President Trump is reportedly on the verge of naming Charles P. Rettig, a Beverly Hills tax lawyer who wrote that candidate Trump’s lawyers shouldn’t advise him to release his tax returns, as commissioner of the Internal Revenue Service.
“Is there any legal impediment to Trump publicly releasing his tax returns? Absolutely not,” Rettig, a tax litigator who has served more than 35 years at Hochman, Salkin, Rettig, Toscher & Perez and has represented clients before the IRS, said on February 28, 2016 in one of a number of columns he’s written for the “IRS Watch” section of Forbes.
“Would any experienced tax lawyer representing Trump in an IRS audit advise him to publicly release his tax returns during the audit? Absolutely not,” Rettig added. To date, President Trump, who Forbes reports as having a current net worth of $3.1 billion, hasn’t made his returns public.
On Tuesday night, Politco, citing multiple sources with knowledge of the selection process, reported that President Trump will nominate Rettig to head the IRS. Rettig would then have to be confirmed by the Senate.
If the president does nominate Rettig, he would break a precedent of almost 20 years of picking IRS chiefs from the corporate world, according to the report. Before that, commissioners were often tax lawyers.

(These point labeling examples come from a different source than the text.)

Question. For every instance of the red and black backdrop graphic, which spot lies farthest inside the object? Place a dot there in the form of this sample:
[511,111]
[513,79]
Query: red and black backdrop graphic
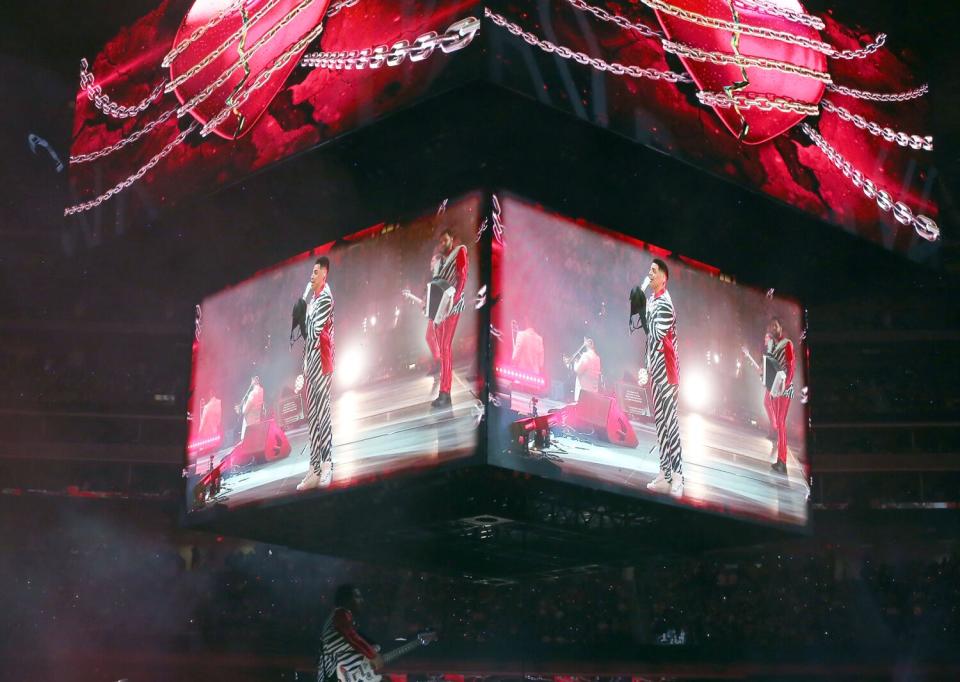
[668,117]
[310,105]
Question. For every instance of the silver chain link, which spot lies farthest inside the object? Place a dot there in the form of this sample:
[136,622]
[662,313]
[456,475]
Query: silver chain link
[738,27]
[777,11]
[136,135]
[240,98]
[333,10]
[924,226]
[456,37]
[880,96]
[338,7]
[107,106]
[865,51]
[102,102]
[198,33]
[119,187]
[617,19]
[202,96]
[723,59]
[757,101]
[233,37]
[566,53]
[890,135]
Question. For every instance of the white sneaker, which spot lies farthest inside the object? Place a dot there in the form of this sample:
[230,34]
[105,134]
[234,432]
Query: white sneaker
[310,481]
[659,484]
[326,474]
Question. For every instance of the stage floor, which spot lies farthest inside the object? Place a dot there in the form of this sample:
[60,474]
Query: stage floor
[726,466]
[378,430]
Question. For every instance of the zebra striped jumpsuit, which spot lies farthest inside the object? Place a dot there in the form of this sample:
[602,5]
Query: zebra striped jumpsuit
[664,368]
[318,374]
[341,645]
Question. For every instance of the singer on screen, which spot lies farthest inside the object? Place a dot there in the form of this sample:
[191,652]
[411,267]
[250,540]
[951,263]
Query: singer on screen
[318,375]
[776,399]
[664,371]
[453,269]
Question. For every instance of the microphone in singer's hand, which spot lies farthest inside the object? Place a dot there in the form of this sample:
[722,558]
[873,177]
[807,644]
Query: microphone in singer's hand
[638,305]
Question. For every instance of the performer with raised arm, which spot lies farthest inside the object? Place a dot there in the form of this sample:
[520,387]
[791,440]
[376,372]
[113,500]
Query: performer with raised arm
[453,269]
[250,408]
[776,398]
[318,352]
[585,364]
[664,371]
[431,337]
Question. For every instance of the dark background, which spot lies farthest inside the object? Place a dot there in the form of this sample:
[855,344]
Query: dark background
[99,581]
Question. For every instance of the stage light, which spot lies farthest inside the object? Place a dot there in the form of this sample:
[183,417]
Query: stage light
[696,390]
[350,365]
[348,405]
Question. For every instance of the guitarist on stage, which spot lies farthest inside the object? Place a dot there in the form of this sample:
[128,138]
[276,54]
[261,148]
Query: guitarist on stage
[453,268]
[341,644]
[776,400]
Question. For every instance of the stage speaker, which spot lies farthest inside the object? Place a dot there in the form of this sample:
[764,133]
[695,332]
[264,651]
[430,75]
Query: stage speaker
[263,442]
[604,416]
[635,401]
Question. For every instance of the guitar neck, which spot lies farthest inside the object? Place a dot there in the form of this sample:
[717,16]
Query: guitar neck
[400,651]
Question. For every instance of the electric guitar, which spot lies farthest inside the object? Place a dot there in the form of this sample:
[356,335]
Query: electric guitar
[750,358]
[364,672]
[772,377]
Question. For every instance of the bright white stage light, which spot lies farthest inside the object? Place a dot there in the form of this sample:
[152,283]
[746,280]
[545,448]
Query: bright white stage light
[696,390]
[350,365]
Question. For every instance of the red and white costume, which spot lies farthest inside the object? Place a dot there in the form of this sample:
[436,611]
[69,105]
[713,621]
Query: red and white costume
[778,405]
[454,270]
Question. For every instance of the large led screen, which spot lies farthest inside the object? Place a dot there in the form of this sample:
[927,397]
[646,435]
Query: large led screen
[697,380]
[352,362]
[195,95]
[793,100]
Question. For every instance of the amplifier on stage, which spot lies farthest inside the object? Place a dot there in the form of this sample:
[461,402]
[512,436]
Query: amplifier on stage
[290,409]
[635,401]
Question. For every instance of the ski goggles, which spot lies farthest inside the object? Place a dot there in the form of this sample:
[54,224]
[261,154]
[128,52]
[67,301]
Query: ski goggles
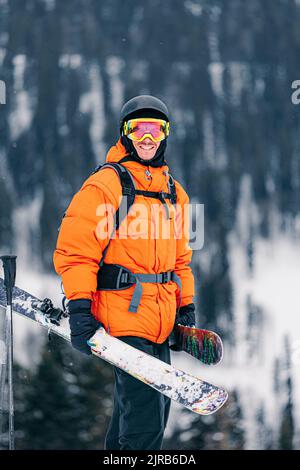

Rettig would replace David Kautter, a previous Ernst & Young partner who has been the IRS’s acting director for tax policy since November and is also serving as Assistant Secretary of the Treasury for Tax Policy. Kautner succeeded John Koskinen, a former non-executive secretary of Freddie Mac who stepped down as IRS Commissioner after four years on the job.
In the wake of an IRS scandal in which conservative political groups were said to be targeted for extensive scrutiny by the IRS, 19 Republican Representatives brought a bill of impeachment against Koskinen in 2015. The effort was later turned back by the House leadership.
In his Forbes column, Rettig wrote that candidate Trump’s tax team would “likely have their hands full responding to numerous informal and formal detailed inquiries by the IRS ‘Wealth Squad’ audit team assigned to his case” and wouldn’t want to help create a great detail of publicity by advising the candidate to release his returns.
More formally known as the Global High Wealth Industry Group of the IRS, the squad is “a specialized, experienced group of examiners solely focused on conducting audits of high-income/high-wealth taxpayers,” Rettig noted.
Recently, Rettig has been involved in discussions regarding the offshore voluntary disclosure programs of the IRS. As IRS commissioner, he would be extensively involved in making rules under the new U.S. Tax Cuts and Job Act, which mandates that U.S. corporations repatriate offshore earnings.